Wir stehen mit der heutigen DV wieder vor wichtigen Entscheiden. Wichtige Entscheide nicht nur für uns, für unsere Mitglieder, sondern darüber hinaus für die ganze Gesellschaft. – Vor 2 Jahren haben wir mit der Mindestlohninitiative ein neues Kapitel in der Lohnpolitik unseres Landes aufgeschlagen. Die Initiative ist inzwischen gesammelt und eingereicht. Sie prägt schon heute die lohnpolitischen Diskussionen weit über unsere Reihen hinaus.

Jetzt geht es um ein neues Kapitel in der Rentenpolitik. Zu lange ist bei den Renten nichts mehr Positives passiert. Die zehn Jahre unter den freisinnigen Sozialministern Couchepin und Burkhalter waren verlorene Jahre. Geprägt waren sie von Projekten zum Sozialabbau. Mit unseren erfolgreichen Referenden bei der AHV und den Pensionskassen haben wir den Rentenabbau verhindert. Aber vorwärts gekommen sind wir nicht mehr. Die Renten hinken den Löhnen hinterher. Doch die Lebenshaltungskosten, die Krankenkassenprämien und die Wohnkosten steigen. Kein Wunder reichen die Renten bei Rentnerhaushalten in bescheidenen finanziellen Verhältnissen nur noch knapp oder gar nicht mehr für ein anständiges Leben. Jetzt ist es Zeit, endlich wieder für ein Stück sozialen Fortschritt auch in der Rentenpolitik zu sorgen.

Die Idee von AHVplus ist am SGB-Kongress Ende 2010 lanciert worden.

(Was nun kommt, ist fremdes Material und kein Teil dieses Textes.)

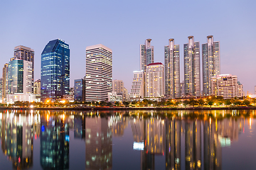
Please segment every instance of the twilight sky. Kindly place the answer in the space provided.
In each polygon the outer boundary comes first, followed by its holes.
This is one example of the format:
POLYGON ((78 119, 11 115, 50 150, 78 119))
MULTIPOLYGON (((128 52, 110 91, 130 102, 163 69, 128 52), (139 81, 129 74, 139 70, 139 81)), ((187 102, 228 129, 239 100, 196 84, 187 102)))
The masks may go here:
POLYGON ((85 74, 85 47, 101 43, 113 51, 113 79, 123 80, 129 93, 133 71, 139 69, 139 45, 146 38, 152 39, 154 62, 164 63, 169 38, 180 45, 182 81, 188 36, 200 42, 201 60, 201 45, 213 35, 220 44, 220 73, 237 75, 245 94, 252 93, 255 7, 255 0, 1 1, 0 74, 21 45, 35 50, 34 76, 40 79, 41 54, 50 40, 60 38, 70 45, 73 86, 85 74))

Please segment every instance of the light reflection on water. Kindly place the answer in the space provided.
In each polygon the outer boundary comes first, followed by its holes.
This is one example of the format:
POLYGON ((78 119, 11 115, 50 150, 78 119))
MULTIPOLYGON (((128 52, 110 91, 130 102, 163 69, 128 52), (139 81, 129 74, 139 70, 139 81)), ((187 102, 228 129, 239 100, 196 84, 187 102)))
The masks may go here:
POLYGON ((0 166, 225 169, 239 163, 223 157, 225 147, 256 156, 255 144, 245 146, 255 141, 255 110, 0 111, 0 166))

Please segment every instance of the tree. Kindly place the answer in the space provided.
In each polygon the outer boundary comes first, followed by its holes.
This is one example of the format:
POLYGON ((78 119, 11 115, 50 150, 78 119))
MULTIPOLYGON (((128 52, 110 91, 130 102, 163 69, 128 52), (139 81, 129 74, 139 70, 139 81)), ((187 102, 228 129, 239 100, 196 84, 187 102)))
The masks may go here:
POLYGON ((195 100, 195 98, 191 98, 189 99, 189 103, 189 103, 190 106, 193 106, 193 107, 195 107, 195 105, 197 105, 198 103, 197 101, 195 100))

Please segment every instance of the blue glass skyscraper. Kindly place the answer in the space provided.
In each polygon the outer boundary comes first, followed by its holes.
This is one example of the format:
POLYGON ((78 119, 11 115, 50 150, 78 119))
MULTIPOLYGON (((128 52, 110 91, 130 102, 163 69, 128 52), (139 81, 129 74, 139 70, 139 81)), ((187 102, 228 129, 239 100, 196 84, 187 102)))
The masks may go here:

Seither hat das SGB-Sekretariat viel gearbeitet. Die heutige DV stellt die Weichen für das Projekt.

Ausgangspunkt für AHVplus ist der Verfassungsauftrag. Die Verfassung verlangt, dass die Renten der AHV und der Pensionskasse zusammen die „Fortsetzung des gewohnten Lebens in angemessener Weise“ gewährleisten müssen. Das ist heute bei zu vielen Leuten mit unteren und mittleren Einkommen nicht oder nicht mehr der Fall.

AHVplus setzt auf die Verbesserung der AHV-Renten. Und damit auf das Erfolgsmodell AHV mit seinem für die grosse Mehrheit der Bevölkerung sehr guten Preis-Leistungsverhältnis. Die AHV ist solide finanziert. – Das Modell AHV ermöglicht es, dass bereits die heutige Rentnergeneration von AHVplus profitieren kann. Die vielen Rentnerinnen und Rentner mit bescheideneren Einkommen brauchen das.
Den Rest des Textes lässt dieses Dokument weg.